MCCULLOUGH: On being thankful in tough year

A few years ago, I decided to finally close the book on my triskaidekaphobia — that’s the fear of the number 13. I decided being superstitious about a number was dumb and I wasn’t going to do it anymore.

This year, 2013, is doing everything it can to change me back.

This has not been a good year. It has, in fact, sucked, to put it bluntly. I won’t recount all of the turmoil because a) I don’t really want to share all my private matters and b) I don’t want to depress you.

And this past week put cherry pits and soured whipped cream on top of a mud sundae a couple of feet tall. But just as I was hitting one of those low points where you look skyward (or down at the ground, depending on who you’re blaming at that particular point) and yell, “Really?! Can it get any worse?” — I turned on the news and realized, yes, it can.

I was sitting in my leather recliner in my nice warm house, sipping gourmet coffee, playing on my iPhone, watching the news on my giant television — and feeling sorry for myself. And make no mistake: if I recounted the last six months you’d understand why my mood is so sour.

But then that news story came on. An apartment building had burned down. About a dozen people had lost their homes, including a mother who now has to start over during the holidays with a newborn baby.

Shame on me, I thought. Maybe I’m going through a really rough patch, but I’ve got a roof over my head. That poor lady doesn’t.

With it being the week of Thanksgiving, it got me to thinking. It may not be necessary to make a long list of things for which you’re thankful. But it is important to priortize a few of them.

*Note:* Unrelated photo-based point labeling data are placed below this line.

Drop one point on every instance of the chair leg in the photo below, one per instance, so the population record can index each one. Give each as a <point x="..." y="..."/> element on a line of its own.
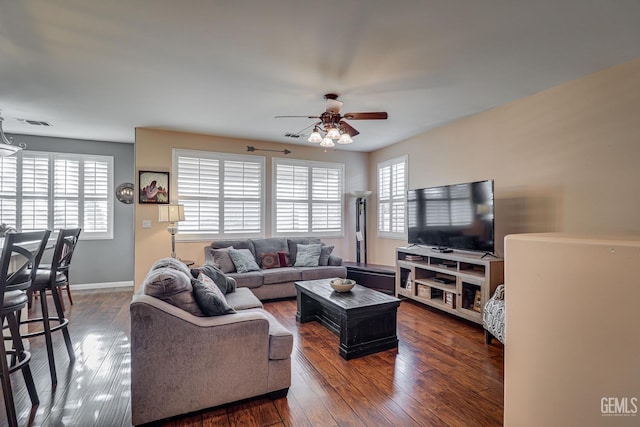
<point x="12" y="417"/>
<point x="65" y="330"/>
<point x="59" y="291"/>
<point x="47" y="336"/>
<point x="14" y="327"/>
<point x="69" y="288"/>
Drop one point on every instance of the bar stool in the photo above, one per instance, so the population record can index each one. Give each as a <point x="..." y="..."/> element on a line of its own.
<point x="63" y="267"/>
<point x="13" y="297"/>
<point x="50" y="280"/>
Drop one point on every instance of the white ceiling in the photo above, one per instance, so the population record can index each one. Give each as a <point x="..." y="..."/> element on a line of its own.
<point x="97" y="69"/>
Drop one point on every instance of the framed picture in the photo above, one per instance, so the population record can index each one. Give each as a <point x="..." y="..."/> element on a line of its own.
<point x="153" y="187"/>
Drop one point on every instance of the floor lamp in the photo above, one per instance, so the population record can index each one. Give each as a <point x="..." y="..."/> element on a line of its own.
<point x="361" y="224"/>
<point x="171" y="214"/>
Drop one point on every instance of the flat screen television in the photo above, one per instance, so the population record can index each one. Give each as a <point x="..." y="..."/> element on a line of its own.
<point x="459" y="216"/>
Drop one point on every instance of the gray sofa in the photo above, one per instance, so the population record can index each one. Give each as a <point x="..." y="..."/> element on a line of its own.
<point x="182" y="363"/>
<point x="273" y="283"/>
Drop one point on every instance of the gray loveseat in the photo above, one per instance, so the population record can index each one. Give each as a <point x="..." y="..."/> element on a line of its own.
<point x="277" y="282"/>
<point x="182" y="363"/>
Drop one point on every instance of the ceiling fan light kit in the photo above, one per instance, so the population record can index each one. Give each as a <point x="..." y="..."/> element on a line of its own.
<point x="315" y="136"/>
<point x="331" y="123"/>
<point x="327" y="143"/>
<point x="345" y="139"/>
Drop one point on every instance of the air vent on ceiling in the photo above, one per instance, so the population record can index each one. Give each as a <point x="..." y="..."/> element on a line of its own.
<point x="33" y="122"/>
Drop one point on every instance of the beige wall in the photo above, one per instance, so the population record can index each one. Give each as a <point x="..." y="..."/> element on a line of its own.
<point x="578" y="343"/>
<point x="565" y="159"/>
<point x="153" y="151"/>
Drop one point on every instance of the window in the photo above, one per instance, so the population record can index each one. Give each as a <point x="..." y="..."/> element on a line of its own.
<point x="308" y="198"/>
<point x="56" y="190"/>
<point x="392" y="189"/>
<point x="222" y="194"/>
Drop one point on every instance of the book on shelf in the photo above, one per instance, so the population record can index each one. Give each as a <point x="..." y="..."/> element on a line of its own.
<point x="409" y="282"/>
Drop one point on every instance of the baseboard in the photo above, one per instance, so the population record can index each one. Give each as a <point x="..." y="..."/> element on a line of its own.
<point x="104" y="285"/>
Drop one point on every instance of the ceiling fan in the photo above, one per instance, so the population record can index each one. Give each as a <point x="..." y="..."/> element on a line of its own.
<point x="333" y="125"/>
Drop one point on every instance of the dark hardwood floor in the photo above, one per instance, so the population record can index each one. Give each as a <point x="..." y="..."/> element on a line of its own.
<point x="441" y="375"/>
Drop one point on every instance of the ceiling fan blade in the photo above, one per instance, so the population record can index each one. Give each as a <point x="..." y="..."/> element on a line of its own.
<point x="304" y="117"/>
<point x="381" y="115"/>
<point x="346" y="127"/>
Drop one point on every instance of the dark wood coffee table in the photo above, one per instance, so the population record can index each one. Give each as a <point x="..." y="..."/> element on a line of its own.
<point x="364" y="319"/>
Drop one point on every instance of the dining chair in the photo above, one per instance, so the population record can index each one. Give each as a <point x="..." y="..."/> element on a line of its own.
<point x="49" y="280"/>
<point x="21" y="254"/>
<point x="64" y="266"/>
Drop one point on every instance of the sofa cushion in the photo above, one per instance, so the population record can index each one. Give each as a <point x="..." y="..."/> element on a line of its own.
<point x="174" y="263"/>
<point x="308" y="255"/>
<point x="283" y="257"/>
<point x="270" y="260"/>
<point x="280" y="339"/>
<point x="293" y="246"/>
<point x="236" y="244"/>
<point x="329" y="272"/>
<point x="275" y="260"/>
<point x="270" y="245"/>
<point x="172" y="286"/>
<point x="325" y="252"/>
<point x="252" y="279"/>
<point x="243" y="260"/>
<point x="209" y="297"/>
<point x="222" y="260"/>
<point x="243" y="299"/>
<point x="225" y="283"/>
<point x="281" y="275"/>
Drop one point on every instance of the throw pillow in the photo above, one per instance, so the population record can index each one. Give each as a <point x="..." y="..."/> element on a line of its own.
<point x="308" y="255"/>
<point x="222" y="260"/>
<point x="325" y="251"/>
<point x="268" y="246"/>
<point x="209" y="297"/>
<point x="174" y="287"/>
<point x="270" y="260"/>
<point x="243" y="260"/>
<point x="224" y="283"/>
<point x="293" y="243"/>
<point x="170" y="263"/>
<point x="283" y="258"/>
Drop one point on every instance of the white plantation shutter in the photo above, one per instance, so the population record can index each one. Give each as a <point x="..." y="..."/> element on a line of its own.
<point x="242" y="197"/>
<point x="9" y="191"/>
<point x="96" y="196"/>
<point x="392" y="188"/>
<point x="66" y="187"/>
<point x="223" y="194"/>
<point x="326" y="190"/>
<point x="308" y="197"/>
<point x="292" y="193"/>
<point x="54" y="190"/>
<point x="35" y="192"/>
<point x="198" y="191"/>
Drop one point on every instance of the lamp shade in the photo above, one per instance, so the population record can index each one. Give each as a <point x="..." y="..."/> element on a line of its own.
<point x="315" y="137"/>
<point x="345" y="139"/>
<point x="170" y="213"/>
<point x="327" y="142"/>
<point x="333" y="133"/>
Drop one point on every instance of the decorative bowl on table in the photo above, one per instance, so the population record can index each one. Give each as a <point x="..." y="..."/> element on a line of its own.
<point x="342" y="285"/>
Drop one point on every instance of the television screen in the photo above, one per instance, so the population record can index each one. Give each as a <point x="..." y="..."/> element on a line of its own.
<point x="456" y="216"/>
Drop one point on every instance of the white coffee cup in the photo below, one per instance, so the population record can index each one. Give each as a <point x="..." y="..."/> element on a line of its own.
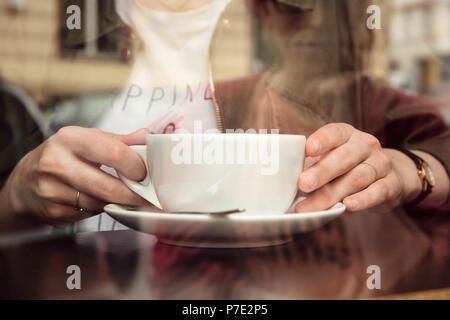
<point x="205" y="173"/>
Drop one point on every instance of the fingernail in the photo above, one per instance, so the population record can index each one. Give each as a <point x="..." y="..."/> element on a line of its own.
<point x="353" y="204"/>
<point x="309" y="181"/>
<point x="303" y="207"/>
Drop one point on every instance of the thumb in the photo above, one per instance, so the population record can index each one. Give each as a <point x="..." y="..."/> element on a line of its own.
<point x="134" y="138"/>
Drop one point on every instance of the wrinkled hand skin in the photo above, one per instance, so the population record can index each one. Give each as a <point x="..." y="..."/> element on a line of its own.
<point x="46" y="181"/>
<point x="351" y="166"/>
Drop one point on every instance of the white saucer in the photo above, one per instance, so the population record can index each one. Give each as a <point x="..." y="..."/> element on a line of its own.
<point x="239" y="230"/>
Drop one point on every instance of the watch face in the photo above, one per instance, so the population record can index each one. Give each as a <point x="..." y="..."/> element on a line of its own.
<point x="429" y="174"/>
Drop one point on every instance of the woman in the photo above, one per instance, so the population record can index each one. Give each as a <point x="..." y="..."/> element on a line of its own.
<point x="348" y="161"/>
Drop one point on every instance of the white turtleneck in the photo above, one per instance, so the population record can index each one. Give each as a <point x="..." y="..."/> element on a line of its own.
<point x="168" y="84"/>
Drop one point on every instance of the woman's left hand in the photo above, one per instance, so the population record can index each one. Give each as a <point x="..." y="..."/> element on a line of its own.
<point x="352" y="167"/>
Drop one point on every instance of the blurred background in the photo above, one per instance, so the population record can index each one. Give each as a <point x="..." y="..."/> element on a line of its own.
<point x="411" y="51"/>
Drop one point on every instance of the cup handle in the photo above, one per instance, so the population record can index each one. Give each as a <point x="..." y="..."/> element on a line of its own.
<point x="145" y="191"/>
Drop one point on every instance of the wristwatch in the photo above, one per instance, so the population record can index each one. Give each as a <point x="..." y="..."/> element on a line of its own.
<point x="425" y="175"/>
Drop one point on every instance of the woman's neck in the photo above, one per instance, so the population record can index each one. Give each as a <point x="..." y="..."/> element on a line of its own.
<point x="173" y="5"/>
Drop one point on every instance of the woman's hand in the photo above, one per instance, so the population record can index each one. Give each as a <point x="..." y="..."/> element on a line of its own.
<point x="46" y="181"/>
<point x="353" y="167"/>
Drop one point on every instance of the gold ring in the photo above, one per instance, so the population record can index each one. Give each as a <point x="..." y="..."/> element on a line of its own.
<point x="373" y="168"/>
<point x="77" y="203"/>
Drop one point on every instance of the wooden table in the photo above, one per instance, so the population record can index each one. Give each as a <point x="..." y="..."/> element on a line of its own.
<point x="329" y="263"/>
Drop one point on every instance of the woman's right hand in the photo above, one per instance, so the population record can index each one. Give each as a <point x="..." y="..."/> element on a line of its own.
<point x="46" y="181"/>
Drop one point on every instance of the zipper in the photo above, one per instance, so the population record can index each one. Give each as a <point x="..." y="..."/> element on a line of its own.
<point x="219" y="117"/>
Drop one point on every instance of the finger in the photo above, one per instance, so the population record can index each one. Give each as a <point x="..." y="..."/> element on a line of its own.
<point x="383" y="191"/>
<point x="135" y="138"/>
<point x="332" y="165"/>
<point x="98" y="147"/>
<point x="327" y="138"/>
<point x="352" y="182"/>
<point x="51" y="189"/>
<point x="94" y="182"/>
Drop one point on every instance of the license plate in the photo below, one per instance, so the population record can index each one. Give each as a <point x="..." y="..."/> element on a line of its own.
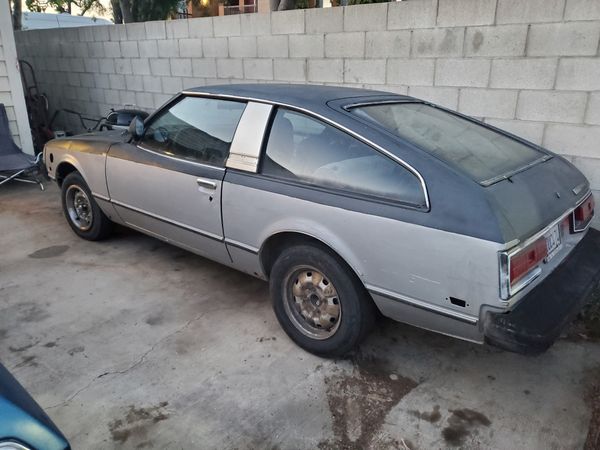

If you’re healthy, be thankful. If your family is healthy, be doubly so. Because too many are sick.

If you have a job, be thankful. So many don’t.

If you have a place to call home and a warm place to sleep, be thankful. Many will sleep on the cold streets tonight.

If you have enough to eat, be thankful. You could be digging through a trash can, looking for scraps.

You get the idea: The old quote is, “I cried because I had no shoes, until I met a man who had no feet.”

Even if things aren’t going your way, be thankful for what you have. To quote Kiss frontman Paul Stanley, “No matter how much or how little you have, somebody always has less.”

He was talking about charity when he said that, encouraging people to give to someone less fortunate. Because there is always someone less fortunate.

We should all try to remember that. I know I will.